Fri, Feb 28, 2003 - Page 19 News List

CD Reviews

By Bradley Winterton  /  CONTRIBUTING REPORTER

Sometimes it seems that the major CD companies in Taipei aren't really interested in classical music at all. You call them up and ask what they've got new that would be suitable for review, and what they send you are cross-over recordings that are actually painful to listen to, or re-issues.

Classical music apparently accounts for around 7 percent of CD sales, so the big companies, at least in Taiwan, would seem to be promoting either watered-down items they think they can sell in large numbers, or re-issues of old material they hold the copyright to that cost them next to nothing to produce.

Classical music lovers may be a minority, but what they want is something very different -- new versions of established classics, or new music. This has therefore often fallen to small, independent labels to come up with.

This month's selection illustrates this exactly, old material that has been re-cycled time and time again, plus mindless cross-over garbage, and something really fine material from a small outfit in Wales, UK.

SCHUBERT: DIE WINTERREISE

Robert Lloyd & Julius Drake

Seren, Poetry Wales Press

2 Wyndham Street, Bridgend, CF31 1EF, UK

Telephone: 44-1656-767834

e-mail: mickfelton@seren.force9.co.uk

Schubert's song-cycle Die Winterreise (The winter journey) doesn't make for easy listening, but it's an unassailable classic for all that. The 24 songs were originally written for a tenor voice but are nowadays almost invariably sung in a version for baritone. They tell of a sad trip through a winter landscape away from a broken love-affair. All the features of a northern winter -- snow, ice, bare trees, crows looking for food, the demented traveler's dream of warm sunlight -- are used as metaphors for the pains of lost love. Schubert's friends were aghast when he first played the songs to them -- they'd never heard anything so depressing. Indeed Robert Lloyd in a program note here says he thinks the work is "a musical representation of depression." Even so, it becomes hauntingly memorable after a few hearings.
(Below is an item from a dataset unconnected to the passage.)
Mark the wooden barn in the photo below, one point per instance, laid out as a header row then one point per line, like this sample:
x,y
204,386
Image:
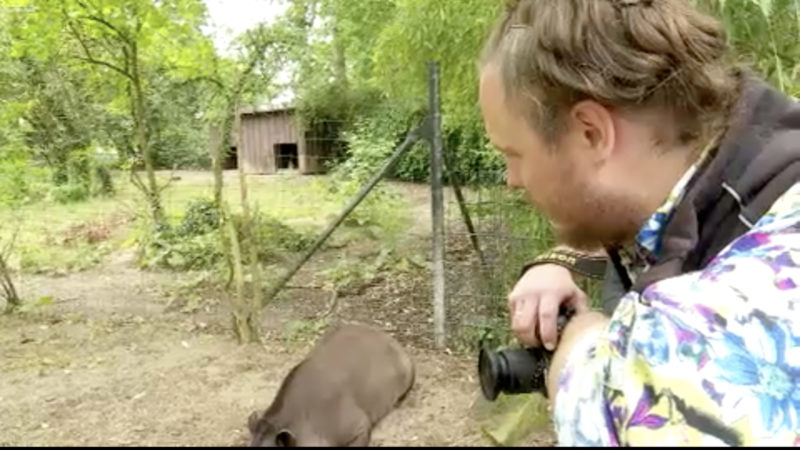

Lloyd is one of Britain's top baritone singers. He recently said goodbye to the world of international opera, but added "I am not saying farewell to singing. Far from it. I cannot imagine life without singing. I hope to continue with other forms of singing and all related activities for as long as I have my health." (Opera magazine, London, March 2003).

He is certainly in magnificent voice here, and his dark tones are especially suited to Schubert's much-recorded masterpiece. He is accompanied quite brilliantly by pianist Julius Drake. The piano accompaniments are anyway in themselves perpetually engaging, and listening to the piano provides the best way to approach the feeling of these initially sometimes unwelcoming songs. The recording is exceptionally vivid, indeed of demonstration quality.

But there's more to this issue than the CD. It comes encased in a book which contains an English translation of the words, a facsimile of Robert Lloyd's score (complete with his scribbled notes to himself about interpretation), and 23 abstract color designs to accompany all but one of the songs by the artist Pip Woolf. These are executed on local Welsh slate, in fact former roofing slates with the two holes drilled to hold the slate in place still visible. Woolf must have picked them up from a builder in the Welsh hills known as the Brecon Beacons where she lives. The whole package is elegantly designed by Gil Chambers.